Investing.com -- Shares in Stampscom Inc (O:STMP)surged nearly 20% in after-hours trading after the provider of online postage and shipping software handily beat fourth quarter earnings and revenue estimates.
During the company's final quarter of fiscal year 2015, Stamps.com reported adjusted earnings per share of 1.57 on revenue of $69.9 million, a spike of more than 65% on an annual basis. Stamps.com also reported Adjusted EBITDA of $30.2 million and Non-GAAP operating income of $29.1 million, an increase of 136% and 144% respectively.
It came amid dramatic increases in sales among both its Mailing and Shipping, as well as Customized Postage segments. As a result, gross margin in its Mailing and Shipping segment swelled to 84.2%, while overall margin rose to 81.8%.

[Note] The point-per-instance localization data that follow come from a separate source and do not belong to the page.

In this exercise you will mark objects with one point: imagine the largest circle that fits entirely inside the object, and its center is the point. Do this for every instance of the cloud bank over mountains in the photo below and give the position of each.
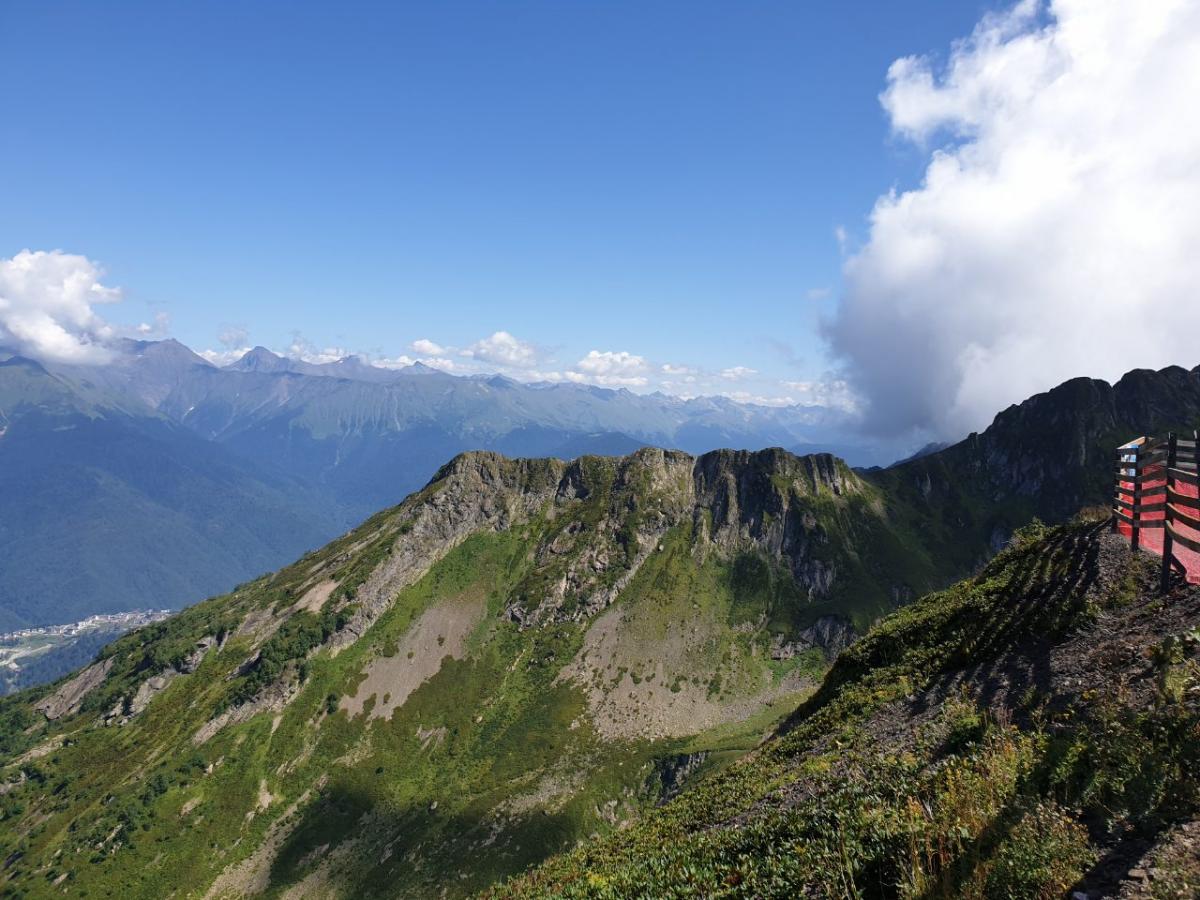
(47, 311)
(47, 303)
(1055, 232)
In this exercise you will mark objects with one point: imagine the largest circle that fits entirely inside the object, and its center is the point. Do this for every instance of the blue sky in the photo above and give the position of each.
(654, 179)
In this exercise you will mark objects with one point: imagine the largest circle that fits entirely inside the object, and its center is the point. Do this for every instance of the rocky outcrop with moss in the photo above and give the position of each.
(523, 653)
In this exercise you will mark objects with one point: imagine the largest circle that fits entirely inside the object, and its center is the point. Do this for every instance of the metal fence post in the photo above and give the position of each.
(1134, 514)
(1165, 576)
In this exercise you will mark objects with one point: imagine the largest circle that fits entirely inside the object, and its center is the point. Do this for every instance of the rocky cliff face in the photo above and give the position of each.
(505, 663)
(1048, 457)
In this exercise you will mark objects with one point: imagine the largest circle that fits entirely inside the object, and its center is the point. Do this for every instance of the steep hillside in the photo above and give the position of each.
(522, 654)
(1029, 733)
(108, 507)
(1047, 457)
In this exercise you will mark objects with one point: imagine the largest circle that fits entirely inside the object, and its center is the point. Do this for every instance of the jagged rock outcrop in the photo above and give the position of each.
(69, 697)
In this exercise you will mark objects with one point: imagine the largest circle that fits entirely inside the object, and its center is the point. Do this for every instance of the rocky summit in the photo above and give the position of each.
(522, 654)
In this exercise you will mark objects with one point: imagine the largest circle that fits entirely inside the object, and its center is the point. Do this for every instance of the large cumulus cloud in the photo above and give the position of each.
(47, 301)
(1056, 231)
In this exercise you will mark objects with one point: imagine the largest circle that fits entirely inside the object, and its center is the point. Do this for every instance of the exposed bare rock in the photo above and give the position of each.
(70, 696)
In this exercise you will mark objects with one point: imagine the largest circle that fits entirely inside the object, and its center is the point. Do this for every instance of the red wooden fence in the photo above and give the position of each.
(1157, 501)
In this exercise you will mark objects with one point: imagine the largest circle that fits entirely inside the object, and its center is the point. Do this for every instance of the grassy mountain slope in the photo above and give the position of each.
(1027, 732)
(522, 654)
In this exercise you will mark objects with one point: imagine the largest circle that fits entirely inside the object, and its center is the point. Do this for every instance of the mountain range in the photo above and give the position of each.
(529, 654)
(526, 659)
(160, 479)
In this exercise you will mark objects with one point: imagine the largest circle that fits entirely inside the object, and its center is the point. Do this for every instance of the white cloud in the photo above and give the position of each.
(46, 307)
(677, 371)
(611, 367)
(1054, 237)
(503, 349)
(307, 352)
(159, 328)
(738, 373)
(401, 361)
(424, 347)
(223, 358)
(232, 336)
(832, 394)
(759, 400)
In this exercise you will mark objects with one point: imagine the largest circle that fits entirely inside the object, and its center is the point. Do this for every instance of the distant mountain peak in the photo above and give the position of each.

"We were very pleased with our financial performance in the fourth quarter and for 2015 as a whole," said Ken McBride, Stamps.com's chairman and CEO. "This was another exceptional year for Stamps.com with strong execution on our business goals, including the integration of our 2014 acquisitions of ShipStation and ShipWorks where we began to realize the synergies we expected from those deal."
"This year we completed the Endicia acquisition, and we have begun working on the process of integrating their businesses into ours."
For Fiscal Year 2016, Stamps.com is offering forward guidance of $5.00 to $5.50 a share on revenue of $290 to $300 million. Analysts expected earnings per share of 4.33 on sales of $289.7 million.
"Together, our three acquisitions have significantly strengthened our position in shipping, and we are excited about our opportunities in 2016 and beyond," McBride added.
Shares in Stamps.com soared 19.00 or 19.74% to 115.25 in after-hours.